I am not deprecating bullying as a factor since loneliness is a major part of the human suffering of psychopathy. But I suspect after reading that it was not bullying but psychopathic nihilistic contempt for humanity that best explains the massacre. I noted three points from the article:
1) Harris went quiet and planned for a year, allowing many people on the hit list to graduate
2) The planned massacre revolved around explosives, was orders of magnitudes larger, and was aimed at targets beyond the school
3) Harris seems to fit the psychopathic mastermind personality so well – the article develops a more comprehensive picture of his words and actions over time than the “bullying did it” articles I’ve seenWhat do you think of the figures tossed around, that 1% or 4% are psychopaths? Could one say that you and Bane are both ones? Over the last month I have been induced by life evidence to evaluate my psychological profile, then a close friend’s, and that is how I came across the Columbine article.
It was an interesting article. Harris was certainly an intriguing personality; I’m rather pleased that my fictional portrayal appears to have gotten the dynamic between the two killers generally right. In answer to JB’s questions, I think the percentages are exaggerated, as the imprecision alone is sufficient to indicate. And I don’t believe that either Bane or I can be reasonably described as pyschopathic even though both of us might superficially appear to score higher than the average on the Hare checklist. To paraphrase something Bane once said, ruthlessness is often nothing more than a comprehensive understanding the range of the available choices and a willingness to act on the basis of that understanding. But we’re both far too accepting of our personal responsibilities and far too little impressed by our places in the vastness of Creation to ever qualify as being even remotely psychopathic.

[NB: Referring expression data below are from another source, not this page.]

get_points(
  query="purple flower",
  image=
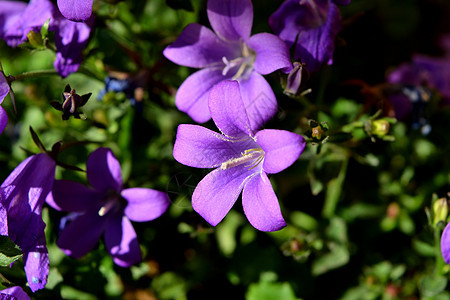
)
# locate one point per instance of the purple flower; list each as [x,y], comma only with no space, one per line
[76,10]
[22,196]
[105,208]
[312,25]
[228,53]
[14,293]
[4,90]
[242,158]
[17,19]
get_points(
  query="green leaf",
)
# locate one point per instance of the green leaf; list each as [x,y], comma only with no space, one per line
[9,252]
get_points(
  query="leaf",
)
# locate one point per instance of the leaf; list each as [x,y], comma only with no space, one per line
[9,252]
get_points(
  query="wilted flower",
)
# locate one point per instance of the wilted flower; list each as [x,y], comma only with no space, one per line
[22,196]
[242,158]
[76,10]
[105,208]
[228,53]
[17,19]
[311,26]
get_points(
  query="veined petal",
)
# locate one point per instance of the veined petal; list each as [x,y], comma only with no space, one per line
[228,110]
[75,10]
[281,148]
[217,192]
[192,95]
[198,47]
[72,196]
[103,170]
[145,204]
[259,100]
[199,147]
[82,234]
[271,53]
[231,19]
[122,243]
[261,204]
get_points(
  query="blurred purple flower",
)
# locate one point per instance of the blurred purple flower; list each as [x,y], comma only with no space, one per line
[17,19]
[4,90]
[228,53]
[312,25]
[13,293]
[22,196]
[76,10]
[106,208]
[242,159]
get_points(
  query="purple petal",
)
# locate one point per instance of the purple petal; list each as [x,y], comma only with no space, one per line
[271,53]
[16,292]
[445,244]
[192,95]
[199,47]
[82,234]
[199,147]
[228,110]
[145,204]
[72,196]
[103,170]
[281,148]
[259,100]
[217,192]
[36,268]
[122,243]
[3,119]
[231,19]
[75,10]
[261,204]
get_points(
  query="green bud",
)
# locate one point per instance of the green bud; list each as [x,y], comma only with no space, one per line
[440,211]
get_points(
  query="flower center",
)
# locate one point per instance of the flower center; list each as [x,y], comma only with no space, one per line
[251,156]
[244,63]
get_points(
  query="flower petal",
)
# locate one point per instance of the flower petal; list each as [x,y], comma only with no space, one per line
[281,148]
[261,204]
[145,204]
[192,95]
[82,234]
[198,47]
[228,110]
[259,100]
[36,268]
[231,19]
[72,196]
[217,192]
[103,170]
[271,53]
[122,243]
[199,147]
[75,10]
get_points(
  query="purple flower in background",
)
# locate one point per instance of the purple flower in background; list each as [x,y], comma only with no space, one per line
[105,208]
[22,196]
[228,53]
[14,293]
[17,19]
[76,10]
[242,159]
[311,26]
[4,90]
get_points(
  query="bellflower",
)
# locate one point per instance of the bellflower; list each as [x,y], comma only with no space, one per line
[22,196]
[228,52]
[75,10]
[17,19]
[242,158]
[107,208]
[311,27]
[4,90]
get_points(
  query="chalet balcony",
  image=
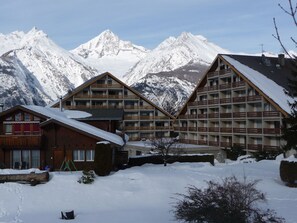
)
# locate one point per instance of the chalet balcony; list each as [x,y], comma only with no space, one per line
[193,129]
[106,86]
[254,114]
[238,84]
[202,129]
[225,86]
[226,115]
[239,114]
[226,130]
[271,114]
[255,146]
[270,147]
[213,88]
[239,99]
[213,115]
[24,141]
[239,130]
[225,144]
[203,89]
[272,131]
[214,143]
[255,130]
[193,103]
[213,129]
[202,142]
[225,100]
[254,98]
[202,116]
[213,101]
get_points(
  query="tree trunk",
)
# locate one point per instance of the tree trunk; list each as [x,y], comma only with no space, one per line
[32,178]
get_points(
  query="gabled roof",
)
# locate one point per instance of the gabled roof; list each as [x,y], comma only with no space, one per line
[66,118]
[94,79]
[263,73]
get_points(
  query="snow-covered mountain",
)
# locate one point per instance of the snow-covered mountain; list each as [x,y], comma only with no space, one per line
[174,53]
[54,70]
[107,52]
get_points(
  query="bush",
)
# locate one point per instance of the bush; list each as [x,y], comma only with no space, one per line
[228,202]
[87,177]
[288,172]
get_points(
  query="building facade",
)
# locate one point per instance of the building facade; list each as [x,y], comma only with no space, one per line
[239,102]
[142,119]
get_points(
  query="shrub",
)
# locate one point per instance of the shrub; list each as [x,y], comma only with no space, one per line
[288,172]
[230,201]
[87,177]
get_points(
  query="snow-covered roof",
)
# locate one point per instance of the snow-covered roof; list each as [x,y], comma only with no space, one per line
[66,117]
[269,87]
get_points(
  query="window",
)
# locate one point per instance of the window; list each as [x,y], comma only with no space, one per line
[79,155]
[90,155]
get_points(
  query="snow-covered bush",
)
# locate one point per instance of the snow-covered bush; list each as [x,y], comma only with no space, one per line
[228,202]
[87,177]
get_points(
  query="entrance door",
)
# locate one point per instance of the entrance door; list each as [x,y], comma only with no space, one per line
[58,158]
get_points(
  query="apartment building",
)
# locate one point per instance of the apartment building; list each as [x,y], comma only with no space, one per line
[141,120]
[240,101]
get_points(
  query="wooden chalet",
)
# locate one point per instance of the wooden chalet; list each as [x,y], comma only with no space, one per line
[36,137]
[141,120]
[241,101]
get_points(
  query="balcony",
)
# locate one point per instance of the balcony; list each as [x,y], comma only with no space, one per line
[272,131]
[226,144]
[239,99]
[271,114]
[255,130]
[225,100]
[239,130]
[226,115]
[254,98]
[255,146]
[202,142]
[214,143]
[213,129]
[254,114]
[238,84]
[24,141]
[202,129]
[226,130]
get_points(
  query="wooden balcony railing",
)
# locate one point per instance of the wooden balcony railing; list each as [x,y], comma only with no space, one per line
[30,141]
[272,131]
[225,144]
[225,100]
[254,114]
[239,130]
[238,84]
[202,129]
[254,98]
[226,130]
[226,115]
[271,114]
[255,130]
[213,143]
[213,129]
[255,146]
[202,142]
[239,99]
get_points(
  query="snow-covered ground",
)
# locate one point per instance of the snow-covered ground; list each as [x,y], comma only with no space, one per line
[139,194]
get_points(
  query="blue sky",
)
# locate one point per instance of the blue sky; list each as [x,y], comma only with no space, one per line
[236,25]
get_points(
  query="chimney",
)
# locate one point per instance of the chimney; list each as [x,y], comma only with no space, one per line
[61,108]
[281,59]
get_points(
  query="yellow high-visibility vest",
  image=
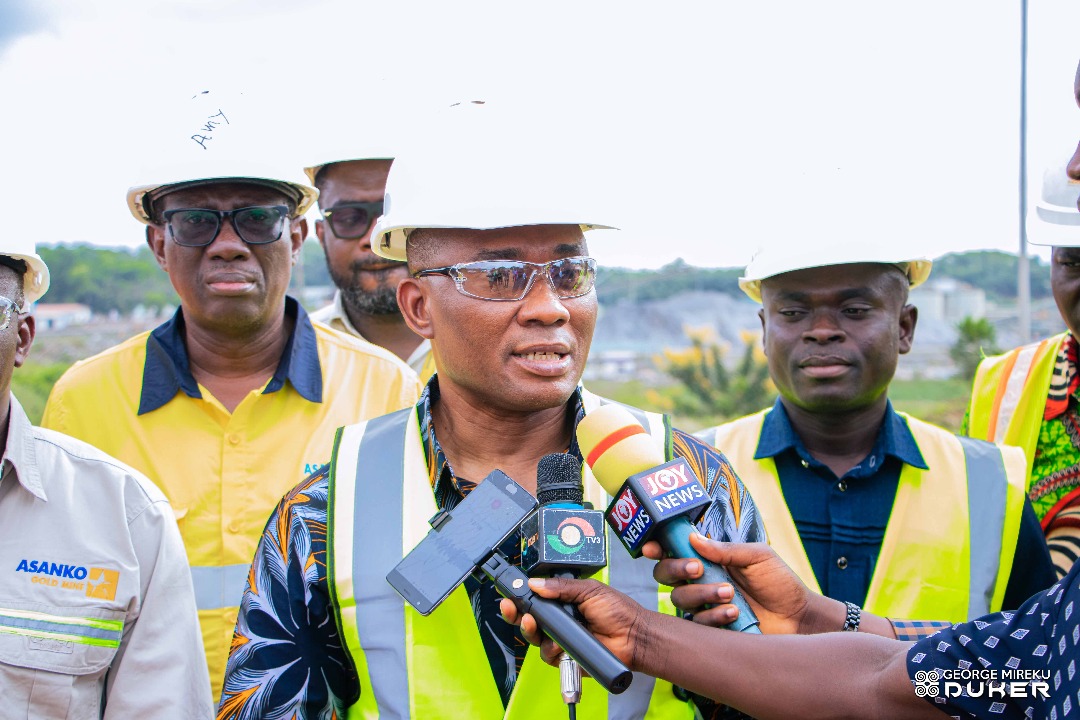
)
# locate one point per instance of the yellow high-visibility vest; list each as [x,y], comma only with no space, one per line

I will admit that the highly intelligent are probably more prone to being inaccurately viewed as a bit psychopathic, although it’s not reasonable to always blame a lack of empathy for holding people in contempt; many, if not most, people are genuinely contemptible in one way or another. For example, holding an individual in contempt because he is a relative retard incapable of basic reading comprehension or formulating substantive criticism is not tantamount to denying his equal value as a human being in possession of a soul. It simply means that his opinions are of no value. I believe there is no shortage of evidence to demonstrate that this is true most of the time for most of the 6 billion individuals on the planet.
However, it’s also true that those who favor the abstract over the material, as most intellectuals do, operate in a manner that can appear to be similar to psychopaths in that they don’t tend to pay a great deal of attention to individual matters. But this is generally an issue of focus and perspective, not incapacity. The significant difference can be seen in the way that genuine intellectuals don’t take criticism personally because they know that it is their ideas that are the real target; the psychopath, on the other hand, invents slights and takes great personal offense at imaginary provocations because he believes that everything revolves around him.